The two Americans who were found dead in Mexico after being kidnapped at gunpoint during a horrifying shootout between two warring gangs were identified on Tuesday as Shaeed Woodard and Zindell Brown. Another victim was found wounded, while the fourth American is reportedly safe.
The four friends had traveled to Mexico after crossing the border for a medical procedure when they were kidnapped by gunmen on Friday. On Tuesday, authorities announced that two of them were found dead. Meanwhile, the harrowing moment one of the victims was rescued safely from a run-down stash home in Mexico, six miles from the location where she and three friends were kidnapped has emerged.
The Dead and The Alive
According to family members, Woodard and Brown traveled to Mexico from South Carolina with Latavia "Tay" McGee and Eric James Williams so that McGee, a mother of six, to have a tummy tuck surgery.
The four entered the dangerous city of Matamoros, which is located in the northeastern state of Tamaulipas, on Friday, but not long after entering, they realized they were lost.
According to CNN, the group was unable to locate the medical facility where McGee, 33, was scheduled to undergo surgery that Friday and had trouble reaching it due to the area's poor mobile coverage.
Unfortunately, the four found themselves in the middle of a bloody cartel shootout as they searched for the location of the medical facility.
On Tuesday, police found the four. According to Mexican authorities, McGee and one of her friends Eric Williams, who was shot in the left leg, luckily survived the ordeal.
They were transported to Brownsville, Texas in a convoy of ambulances and SUVs escorted by Mexican military Humvees and National Guard trucks with mounted .50-caliber machine guns.
Williams suffered a gunshot wound to his left leg but he is out of danger and receiving treatment, Tamaulipas Gov. Américo Villarreal said.
Tragic End
McGee is the only one who survived the ordeal without any physical injuries. The bodies of Woodard and Brown would be examined by local officials before being sent to the United States, the governor noted.
According to Barrios, the tourists were found in a shack on the way to "Bagdad Beach" on the Gulf coast in the rural Ejido Tecolote area east of Matamoros.
Chilling photos have emerged of McGee being rescued from the shack. The horror of the incident can be seen on McGee's face as she is pictured bare feet and coated in dirt.
Barbara Burgess, McGee's mother, told ABC 15 on Tuesday night that she had spoken to her daughter, who was shaken but unharmed.
Photos of McGee escaping captivity were taken at a stash house in the small rural village of El Tecolote, about six and a half miles from Matamoros, where the group was found.
"She's alive. I talked to her. The nurse at the hospital called and let me talk to her," said Burgess.
"She was crying. I asked her how she was doing. She doing okay. She was crying because her brother got killed and she watched him die. She watched two of them die. They died in front of her."
Meanwhile, Villarreal claimed that a man who had been guarding them had been arrested.
He also added that the American hostages had been transferred about by their captors and at one point they had been taken to a medical clinic "to create confusion and avoid efforts to rescue them."
Retha Darby, the aunt of McGee and Woodard, revealed to The New York Post on Tuesday from her home in South Carolina that the two were first cousins.
She claimed that she had learned about the surgery from her niece.
"She came by and visit me. She said I'm gonna be going to get surgery. I said surgery on what? She said tummy tuck. She said 'my tummy getting too big.' That was about a week ago," Darby recalled of her last conversation with her 33-year-old niece.

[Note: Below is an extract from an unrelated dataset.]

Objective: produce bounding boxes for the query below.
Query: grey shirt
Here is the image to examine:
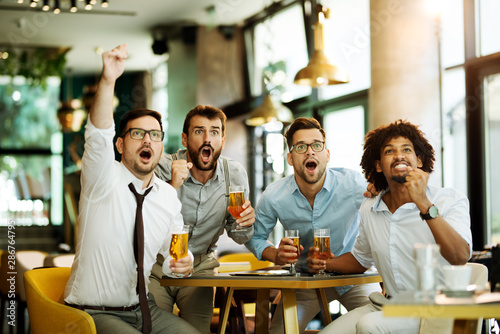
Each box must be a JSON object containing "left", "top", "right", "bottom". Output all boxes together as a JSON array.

"I didn't know where she was going. I thought it was somewhere local."
Ned Price, a spokesman for the US State Department, stated that he wanted "to see accountability for the violence that has been inflicted on these Americans that tragically led in the death of two of them."
The government is " working with Mexican officials to learn more and to have all Americans returned to the United States," said White House press secretary Karine Jean-Pierre.
Meanwhile, the American media's depiction of the incident was criticized by the president of Mexico, Andrés Manuel López Obrador.